O anúncio foi feito em conjunto com os presidentes do Senado, Renan Calheiros (PMDB-AL), e da Câmara, Rodrigo Maia (DEM-RJ), que sempre negaram qualquer tentativa nesse sentido.
A ideia de fazer um pronunciamento partiu do próprio Temer e de alguns assessores. Para afinar o discurso, ele entrou em contato com Renan e convidou Maia para uma audiência no Palácio do Jaburu. Os três, então, concordaram com a entrevista e anunciaram para a imprensa no sábado à noite (26).
"Temos feito, o Executivo e o Legislativo, um ajustamento institucional com vistas a, se for possível, impedir a tramitação de qualquer proposta que vise a chamada anistia", afirmou Michel Temer. "Acordamos que não há a menor condição de levar adiante essa proposta."
A ideia era apresentar uma emenda ao projeto que trata de medidas anticorrupção. O texto deve ser votado na Câmara nesta terça (29).
Já havia articulação para que o texto fosse levado imediatamente ao Senado, onde seria votado sem demora.

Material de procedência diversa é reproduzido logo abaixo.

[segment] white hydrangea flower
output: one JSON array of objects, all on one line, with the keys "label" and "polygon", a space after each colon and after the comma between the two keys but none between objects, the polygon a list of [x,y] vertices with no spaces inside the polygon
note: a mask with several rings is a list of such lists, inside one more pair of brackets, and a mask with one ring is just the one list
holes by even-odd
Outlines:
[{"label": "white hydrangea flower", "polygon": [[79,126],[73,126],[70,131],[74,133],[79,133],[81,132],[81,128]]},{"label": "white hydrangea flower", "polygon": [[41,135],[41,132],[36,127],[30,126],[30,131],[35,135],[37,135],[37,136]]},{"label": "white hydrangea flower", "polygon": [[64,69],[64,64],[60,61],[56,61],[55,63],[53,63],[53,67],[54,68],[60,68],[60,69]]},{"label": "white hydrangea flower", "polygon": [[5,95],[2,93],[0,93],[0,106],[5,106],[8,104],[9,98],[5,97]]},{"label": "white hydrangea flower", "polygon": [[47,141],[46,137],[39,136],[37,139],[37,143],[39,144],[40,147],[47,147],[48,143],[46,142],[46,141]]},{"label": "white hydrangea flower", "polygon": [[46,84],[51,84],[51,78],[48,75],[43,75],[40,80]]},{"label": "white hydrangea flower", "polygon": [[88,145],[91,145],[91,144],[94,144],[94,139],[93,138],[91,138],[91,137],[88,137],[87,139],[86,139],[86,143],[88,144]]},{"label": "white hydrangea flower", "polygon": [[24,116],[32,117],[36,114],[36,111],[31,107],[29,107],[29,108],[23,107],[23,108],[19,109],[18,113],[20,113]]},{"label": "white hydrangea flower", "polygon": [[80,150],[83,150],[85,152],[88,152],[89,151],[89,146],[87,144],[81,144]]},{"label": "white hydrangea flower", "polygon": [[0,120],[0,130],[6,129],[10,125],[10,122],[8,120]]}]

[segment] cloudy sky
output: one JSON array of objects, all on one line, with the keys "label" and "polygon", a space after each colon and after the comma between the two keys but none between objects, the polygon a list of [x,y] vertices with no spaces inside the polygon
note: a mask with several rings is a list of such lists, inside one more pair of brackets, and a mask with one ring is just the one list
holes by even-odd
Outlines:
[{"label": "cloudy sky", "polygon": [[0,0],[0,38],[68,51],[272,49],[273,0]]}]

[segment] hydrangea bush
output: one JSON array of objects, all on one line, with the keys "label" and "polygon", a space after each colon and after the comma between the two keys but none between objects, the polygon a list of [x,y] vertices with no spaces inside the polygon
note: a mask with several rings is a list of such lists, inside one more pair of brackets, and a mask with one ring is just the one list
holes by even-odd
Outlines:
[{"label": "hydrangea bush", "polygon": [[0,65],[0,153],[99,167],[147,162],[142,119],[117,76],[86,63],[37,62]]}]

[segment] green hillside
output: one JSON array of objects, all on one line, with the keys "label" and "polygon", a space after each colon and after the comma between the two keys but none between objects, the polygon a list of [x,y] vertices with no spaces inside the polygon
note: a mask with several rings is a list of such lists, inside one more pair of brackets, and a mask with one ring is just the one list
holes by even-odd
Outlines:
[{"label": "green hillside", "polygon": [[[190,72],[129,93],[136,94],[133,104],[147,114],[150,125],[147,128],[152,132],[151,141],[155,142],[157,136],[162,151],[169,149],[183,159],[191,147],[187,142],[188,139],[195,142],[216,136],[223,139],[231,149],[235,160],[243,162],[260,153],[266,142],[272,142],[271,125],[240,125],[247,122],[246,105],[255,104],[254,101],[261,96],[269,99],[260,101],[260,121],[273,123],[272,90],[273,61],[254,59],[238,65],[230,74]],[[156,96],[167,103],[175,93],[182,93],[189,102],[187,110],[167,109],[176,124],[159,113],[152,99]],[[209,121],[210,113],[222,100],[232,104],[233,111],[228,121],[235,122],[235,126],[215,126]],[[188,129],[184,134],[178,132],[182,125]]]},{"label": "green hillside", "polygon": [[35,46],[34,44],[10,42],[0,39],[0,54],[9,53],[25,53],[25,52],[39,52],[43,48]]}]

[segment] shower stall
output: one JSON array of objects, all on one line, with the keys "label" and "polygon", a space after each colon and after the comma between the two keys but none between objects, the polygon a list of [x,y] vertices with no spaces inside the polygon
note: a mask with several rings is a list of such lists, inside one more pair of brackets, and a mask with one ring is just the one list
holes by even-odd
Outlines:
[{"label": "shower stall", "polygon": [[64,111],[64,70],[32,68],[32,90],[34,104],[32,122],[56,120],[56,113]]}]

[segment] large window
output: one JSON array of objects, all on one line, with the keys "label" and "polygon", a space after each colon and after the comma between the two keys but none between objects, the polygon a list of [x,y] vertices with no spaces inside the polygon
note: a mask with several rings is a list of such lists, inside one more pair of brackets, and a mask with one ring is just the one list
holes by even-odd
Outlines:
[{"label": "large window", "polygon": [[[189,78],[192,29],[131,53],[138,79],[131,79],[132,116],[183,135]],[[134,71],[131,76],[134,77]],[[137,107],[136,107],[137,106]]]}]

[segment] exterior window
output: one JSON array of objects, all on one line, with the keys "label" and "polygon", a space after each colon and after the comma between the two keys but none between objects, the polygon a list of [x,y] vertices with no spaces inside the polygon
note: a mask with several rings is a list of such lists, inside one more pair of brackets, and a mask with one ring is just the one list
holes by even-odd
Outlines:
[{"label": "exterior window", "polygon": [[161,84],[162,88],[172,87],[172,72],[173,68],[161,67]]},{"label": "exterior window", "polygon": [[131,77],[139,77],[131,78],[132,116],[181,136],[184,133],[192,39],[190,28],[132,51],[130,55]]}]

Deputados e senadores corriam contra o tempo para que as alterações na lei fossem aprovadas antes que a delação premiada de executivos da Odebrecht fizesse as primeiras vítimas.

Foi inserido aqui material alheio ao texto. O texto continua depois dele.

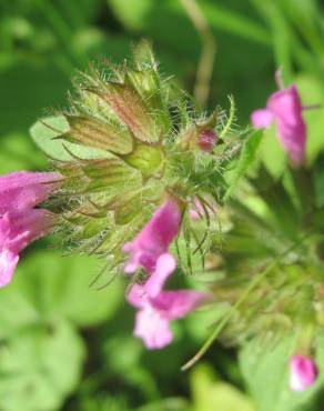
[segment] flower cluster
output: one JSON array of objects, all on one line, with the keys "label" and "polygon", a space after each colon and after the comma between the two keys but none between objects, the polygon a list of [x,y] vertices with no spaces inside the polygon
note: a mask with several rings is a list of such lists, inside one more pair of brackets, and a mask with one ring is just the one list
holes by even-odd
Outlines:
[{"label": "flower cluster", "polygon": [[[281,335],[285,327],[291,330],[297,323],[302,329],[306,321],[316,332],[324,312],[317,269],[322,261],[316,260],[316,244],[300,238],[310,209],[316,211],[313,198],[305,199],[297,190],[301,207],[295,210],[296,201],[291,201],[285,184],[261,166],[261,177],[249,176],[246,183],[273,217],[263,220],[244,196],[231,199],[226,242],[220,252],[222,217],[213,206],[223,206],[231,197],[227,171],[239,161],[234,180],[244,176],[261,132],[233,132],[231,113],[226,119],[219,109],[211,116],[196,109],[161,78],[150,50],[144,62],[134,56],[132,67],[105,69],[109,76],[95,70],[93,76],[84,74],[71,108],[61,113],[65,127],[53,139],[68,159],[51,159],[58,172],[0,177],[0,287],[10,281],[20,251],[55,224],[64,248],[113,261],[111,271],[131,278],[126,301],[138,310],[134,335],[149,349],[171,343],[170,322],[211,301],[230,310],[221,330],[230,342],[244,343],[270,329]],[[275,122],[293,166],[293,181],[296,172],[303,178],[306,172],[303,110],[292,84],[281,87],[265,109],[252,114],[256,129]],[[48,199],[45,209],[42,203]],[[305,200],[312,203],[304,212]],[[200,253],[203,270],[216,274],[213,292],[165,289],[178,267],[170,245],[181,235],[189,265],[192,255]],[[287,251],[282,255],[283,250]],[[270,264],[273,258],[281,263]],[[265,275],[269,272],[271,279]],[[310,287],[305,287],[307,275],[312,275]],[[294,295],[303,304],[294,307]],[[307,357],[293,355],[288,363],[294,391],[305,390],[317,378],[308,355],[312,342],[308,345]]]},{"label": "flower cluster", "polygon": [[60,174],[18,171],[0,177],[0,287],[7,285],[19,252],[51,228],[49,211],[37,209],[58,188]]},{"label": "flower cluster", "polygon": [[176,268],[175,259],[168,249],[180,224],[181,209],[174,199],[169,198],[135,239],[123,247],[130,253],[125,272],[143,268],[146,273],[145,282],[133,284],[126,299],[139,310],[134,335],[142,338],[149,349],[168,345],[173,338],[169,322],[181,319],[210,299],[209,293],[193,290],[163,290]]},{"label": "flower cluster", "polygon": [[269,98],[266,109],[252,113],[252,123],[259,129],[267,128],[275,121],[284,150],[295,166],[302,166],[305,162],[306,126],[302,117],[301,98],[294,84],[282,88],[280,72],[276,78],[281,90]]}]

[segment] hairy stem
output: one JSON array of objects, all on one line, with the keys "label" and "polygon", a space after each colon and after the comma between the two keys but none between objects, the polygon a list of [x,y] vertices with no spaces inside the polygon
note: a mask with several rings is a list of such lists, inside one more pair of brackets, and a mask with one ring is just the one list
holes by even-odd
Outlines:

A repercussão negativa da manobra deixou em alerta Executivo e Legislativo. Além disso, o Palácio do Planalto detectou movimento em redes sociais convocando protestos contra a anistia e decidiu atender as ruas.

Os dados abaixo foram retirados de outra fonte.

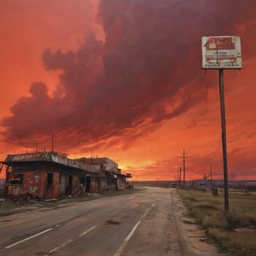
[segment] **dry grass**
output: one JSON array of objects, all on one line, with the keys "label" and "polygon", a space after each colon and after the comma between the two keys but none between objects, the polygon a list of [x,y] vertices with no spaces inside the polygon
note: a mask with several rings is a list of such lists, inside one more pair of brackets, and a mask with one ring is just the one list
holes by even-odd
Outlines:
[{"label": "dry grass", "polygon": [[[225,252],[256,255],[256,195],[230,191],[230,207],[224,212],[224,193],[178,189],[189,214]],[[245,239],[246,237],[246,239]]]}]

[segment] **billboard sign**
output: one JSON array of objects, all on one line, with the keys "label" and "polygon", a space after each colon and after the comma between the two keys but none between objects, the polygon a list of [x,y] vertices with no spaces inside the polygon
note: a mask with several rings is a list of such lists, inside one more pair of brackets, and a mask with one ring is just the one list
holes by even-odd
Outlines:
[{"label": "billboard sign", "polygon": [[203,68],[241,68],[240,37],[202,37]]}]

Somou-se a isso a crise que se instalou sobre o Palácio do Planalto desde que o ex-ministro da Cultura Marcelo Calero denunciou que o então ministro Geddel Vieira Lima, da Secretaria de Governo, atuou na esfera governamental para garantir interesses pessoais em Salvador (BA), sua base eleitoral.
"Verificamos que era preciso atender o que chamamos de 'a voz das ruas', que é a reprodução de um dispositivo constitucional que diz que o poder não é nosso, mas do povo. Neste momento, estamos assistindo a uma mobilização das ruas e haveremos de atendê-las."
REAÇÃO
Neste domingo, Maia voltou a negar que houvesse qualquer articulação no Congresso para anistiar quem cometeu crime de caixa dois.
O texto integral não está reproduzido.